愛より深く奥底へ 〜救国の死神将軍は滅亡の王女を執愛する〜

「なぜ」
「利用価値を吊り上げるのよ。あれでも王女だもの、欲しがる男はほかにもいるわ」
 ヒルデブラントの顔から血の気が引いた。
 彼女を救いたい一心だった。
 だが自分が急いたせいで、むしろエルシェの利用価値をハリクスに教えてしまったのだ。
「陛下に媚びてあんな娘を手に入れたところで、なにがあるの。それよりも」
 マデリエはヒルデブラントの手をとった。彼の指を弄び、官能を呼び起こそうとする。
「騎士は貴婦人に献身的に身を捧げるもの。そうでしょう?」
 ヒルデブラントの目が、嫌悪と軽蔑に細まった。
「君主を裏切ることなどできません」
「私に恥をかかせるの?」
「夫への裏切りは恥ずべきことではないと?」
 怒りを含んだ苛烈な視線に、マデリエは怯んだ。
「わ、私に逆らうとどうなるか、わかっているのでしょうね!」
「逆らうなど、とんでもございません」
「だったら」
「私は不能なのですよ」
 ヒルデブラントは平然と言う。
「嘘よ」
 マデリエは淫靡な笑みを浮かべて彼の股間に手を伸ばした。指がしなやかに動き、彼の欲を煽る。

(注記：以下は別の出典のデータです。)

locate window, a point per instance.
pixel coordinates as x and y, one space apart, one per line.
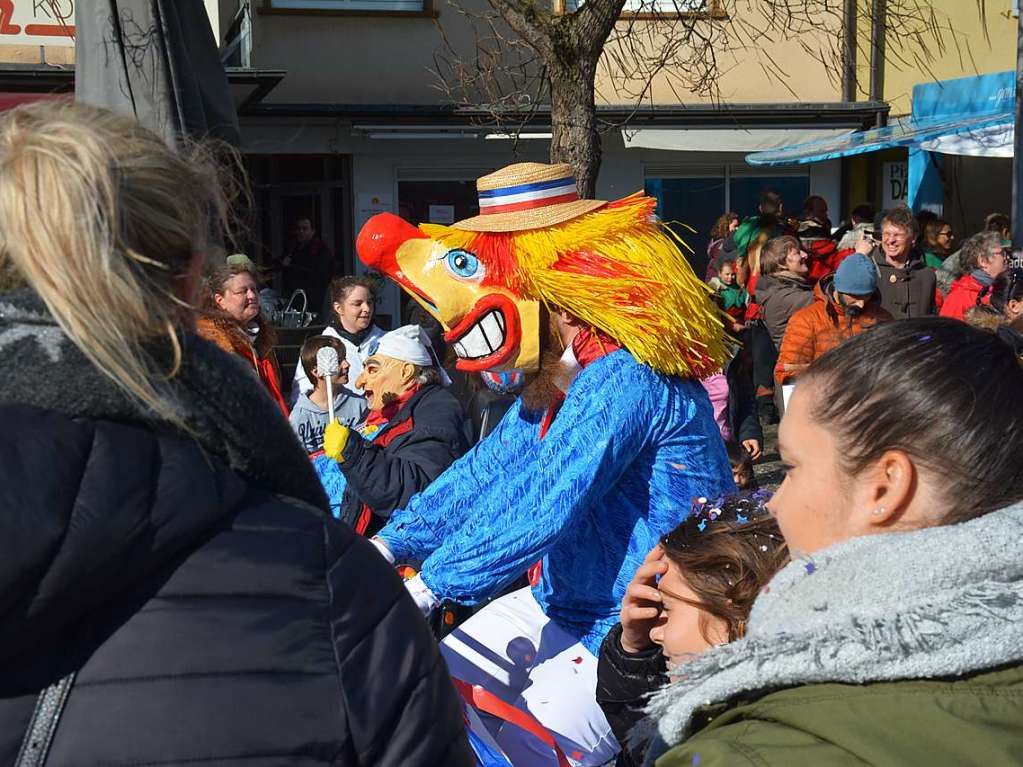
402 6
662 7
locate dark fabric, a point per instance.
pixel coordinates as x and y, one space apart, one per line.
966 719
428 435
1013 337
743 415
623 680
311 269
764 354
715 251
157 59
908 291
780 296
213 615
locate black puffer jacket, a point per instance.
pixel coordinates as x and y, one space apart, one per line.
213 611
623 682
425 437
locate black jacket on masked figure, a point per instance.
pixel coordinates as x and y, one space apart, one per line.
213 612
425 437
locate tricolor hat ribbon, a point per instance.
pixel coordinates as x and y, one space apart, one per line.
528 196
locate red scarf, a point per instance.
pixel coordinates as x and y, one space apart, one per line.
382 416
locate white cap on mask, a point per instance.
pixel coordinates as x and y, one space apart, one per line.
409 344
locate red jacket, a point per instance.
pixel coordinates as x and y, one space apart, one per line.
825 258
963 297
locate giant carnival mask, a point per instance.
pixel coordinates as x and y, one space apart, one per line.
613 265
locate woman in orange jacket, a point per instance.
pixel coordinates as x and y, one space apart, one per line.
231 319
844 306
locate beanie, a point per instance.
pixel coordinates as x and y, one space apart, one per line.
856 275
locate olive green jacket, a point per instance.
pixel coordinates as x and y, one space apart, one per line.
972 721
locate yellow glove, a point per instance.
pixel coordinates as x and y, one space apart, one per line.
335 439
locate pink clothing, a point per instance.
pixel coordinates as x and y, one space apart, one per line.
717 389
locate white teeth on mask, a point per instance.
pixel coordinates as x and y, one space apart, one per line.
484 339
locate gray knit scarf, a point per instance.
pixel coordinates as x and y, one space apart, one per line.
935 602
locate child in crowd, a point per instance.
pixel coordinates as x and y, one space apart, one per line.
694 590
731 296
310 414
742 465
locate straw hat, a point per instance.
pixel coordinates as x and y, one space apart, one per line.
527 195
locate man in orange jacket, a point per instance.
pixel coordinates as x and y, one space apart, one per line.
844 306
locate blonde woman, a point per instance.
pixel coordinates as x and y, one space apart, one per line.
167 552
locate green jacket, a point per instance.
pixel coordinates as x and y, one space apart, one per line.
973 721
897 648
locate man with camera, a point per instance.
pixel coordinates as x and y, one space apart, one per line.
906 285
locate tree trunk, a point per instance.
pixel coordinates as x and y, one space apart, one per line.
573 121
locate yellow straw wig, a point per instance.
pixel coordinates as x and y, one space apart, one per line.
617 269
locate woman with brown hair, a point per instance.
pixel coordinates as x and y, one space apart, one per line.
695 590
173 589
895 635
725 225
231 319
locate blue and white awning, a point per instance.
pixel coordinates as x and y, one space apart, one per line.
978 135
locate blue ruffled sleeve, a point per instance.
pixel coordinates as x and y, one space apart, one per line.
434 515
605 423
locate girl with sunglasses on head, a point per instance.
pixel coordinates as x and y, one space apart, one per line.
694 590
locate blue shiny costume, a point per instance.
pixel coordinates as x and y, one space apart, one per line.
619 467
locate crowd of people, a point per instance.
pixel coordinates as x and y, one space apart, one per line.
796 287
204 562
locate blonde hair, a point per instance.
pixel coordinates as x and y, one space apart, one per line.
103 220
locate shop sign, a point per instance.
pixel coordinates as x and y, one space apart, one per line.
894 179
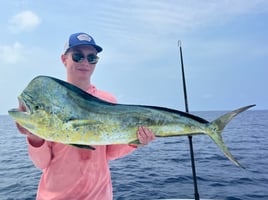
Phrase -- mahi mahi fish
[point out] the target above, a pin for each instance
(61, 112)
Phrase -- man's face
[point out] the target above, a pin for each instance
(76, 62)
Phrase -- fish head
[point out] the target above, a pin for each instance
(39, 103)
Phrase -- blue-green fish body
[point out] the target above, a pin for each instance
(60, 112)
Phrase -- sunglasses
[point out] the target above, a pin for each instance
(79, 57)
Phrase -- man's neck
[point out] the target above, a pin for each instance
(84, 85)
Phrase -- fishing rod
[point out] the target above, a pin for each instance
(189, 137)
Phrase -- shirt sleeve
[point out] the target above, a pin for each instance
(40, 156)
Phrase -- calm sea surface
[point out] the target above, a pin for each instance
(163, 168)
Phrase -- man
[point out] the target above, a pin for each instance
(70, 172)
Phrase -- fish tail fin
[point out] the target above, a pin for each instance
(217, 127)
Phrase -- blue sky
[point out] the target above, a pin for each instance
(224, 48)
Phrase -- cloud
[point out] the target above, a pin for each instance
(11, 54)
(23, 22)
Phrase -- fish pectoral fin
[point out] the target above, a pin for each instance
(83, 146)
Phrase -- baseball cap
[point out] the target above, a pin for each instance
(81, 38)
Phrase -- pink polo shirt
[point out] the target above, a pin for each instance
(74, 173)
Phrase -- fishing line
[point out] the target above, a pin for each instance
(189, 137)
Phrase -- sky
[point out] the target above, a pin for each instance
(224, 45)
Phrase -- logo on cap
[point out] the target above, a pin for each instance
(84, 37)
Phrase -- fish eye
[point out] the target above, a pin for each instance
(36, 107)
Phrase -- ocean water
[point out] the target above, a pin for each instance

 だが、彼女がどれほど淫らに刺激しようと、彼はまったく反応を示さなかった。
 彼にとって、エルシェ以外は女ではないのだ。
 マデリエは顔色を変えた。
 屈辱が彼女に浮かび、無表情のヒルデブラントを睨みすえる。
 ヒルデブラントは跪いた。
「おわかりいただけましたか。下賤な私が高貴なるあなたに触れるなど恐れ多い。どうかおひきとりを」
 言葉こそ丁寧だが、断固とした拒否が含まれた声音だった。
「後悔するわよ」
 履き捨てて、彼女はマントをつかんで出て行く。
 ヒルデブラントは大きくため息をついた。
 再出征までに新たな手を打つ必要が出て来た。
 マデリエの捨て台詞が気になったが、ヒルデブラントはひとまずの眠りについた。